Leave the statues alone.

Look in the mirror.

This is not blaming-the-victim claptrap. I figure it rather as an act of adulthood. The past cannot be undone. Remembering and honoring mistakes is better than thumbing a nose. Did I fuck up? You betcha! Now what? Let's not pretend. Fuck all the kum-by-ya nonsense ... this mistake is mine and I made it. Can I do better? I sure hope so, but acknowledging my ever-present capacity to make the same damned mistake again is part of the mix.

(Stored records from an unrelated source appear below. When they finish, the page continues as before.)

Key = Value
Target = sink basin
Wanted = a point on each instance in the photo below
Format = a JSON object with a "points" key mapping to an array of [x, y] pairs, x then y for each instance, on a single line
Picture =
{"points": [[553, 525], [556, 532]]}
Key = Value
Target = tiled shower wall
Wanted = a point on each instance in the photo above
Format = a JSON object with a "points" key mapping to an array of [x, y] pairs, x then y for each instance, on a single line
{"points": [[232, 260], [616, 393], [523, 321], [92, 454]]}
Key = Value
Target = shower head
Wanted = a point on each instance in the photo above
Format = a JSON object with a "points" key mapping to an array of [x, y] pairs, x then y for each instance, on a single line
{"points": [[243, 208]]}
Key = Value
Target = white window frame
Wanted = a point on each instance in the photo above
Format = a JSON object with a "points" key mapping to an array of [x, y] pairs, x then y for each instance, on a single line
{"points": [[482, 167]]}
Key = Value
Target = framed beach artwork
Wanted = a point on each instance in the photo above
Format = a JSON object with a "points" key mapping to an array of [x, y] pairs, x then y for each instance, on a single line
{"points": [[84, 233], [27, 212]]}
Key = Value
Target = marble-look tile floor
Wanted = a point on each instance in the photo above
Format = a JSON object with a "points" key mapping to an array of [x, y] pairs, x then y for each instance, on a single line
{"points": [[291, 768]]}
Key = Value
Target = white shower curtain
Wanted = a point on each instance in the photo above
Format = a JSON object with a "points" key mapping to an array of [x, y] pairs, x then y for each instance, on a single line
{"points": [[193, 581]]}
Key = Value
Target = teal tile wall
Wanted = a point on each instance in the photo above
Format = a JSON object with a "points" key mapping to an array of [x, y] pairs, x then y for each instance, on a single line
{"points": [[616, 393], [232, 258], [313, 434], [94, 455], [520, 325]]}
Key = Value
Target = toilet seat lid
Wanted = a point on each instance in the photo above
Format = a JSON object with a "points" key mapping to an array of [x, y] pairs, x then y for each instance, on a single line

Precepts are precepts not in order to lop off the responsibility, but in order to nudge and remind me of precisely how vulnerable (and perhaps interesting) I remain.

PS:
The International Monetary Fund has said the global economy will take a $12tn (£9.6tn) hit from the Covid-19 pandemic after slashing its already gloomy growth projections for the UK and other developed countries in 2020.
The IMF said it would take two years for world output to return to levels at the end of 2019 and warned that governments should be cautious about removing financial support to their fragile economies.
In an update to forecasts published in April, the Washington-based IMF said it now expected the global economy to contract by 4.9% this year, compared with a 3% drop expected in the spring.

3 comments:

  1. I am happy to keep precepts.

    ReplyDelete
  2. I think the anti Confederacy Statue Movement believes that honoring the Confederacy is a Bad Idea. They believe that the pro-Confederate Statue people aren't keeping the statues as a reminder of a "Big Shameful Mistake" but as a way to idealize White Supremacy and the notion that all who are not white and "Christian" are sub-human.

    Surprised you don't get that.

    I doubt anyone thinks that destroying every Confederate Flag and Statue will change people's minds in the near term.

    Watch this

    https://www.msnbc.com/weekends-with-alex-witt/watch/mississippi-mayor-signs-executive-order-for-to-remove-confederate-flag-86135365855

    ReplyDelete
  3. "Surprised you don't get that."

    Andy -- I get it, but I think it's a misplaced effort to think that dethroning a statue will actually mitigate a past that is littered with lynchings and other depredations.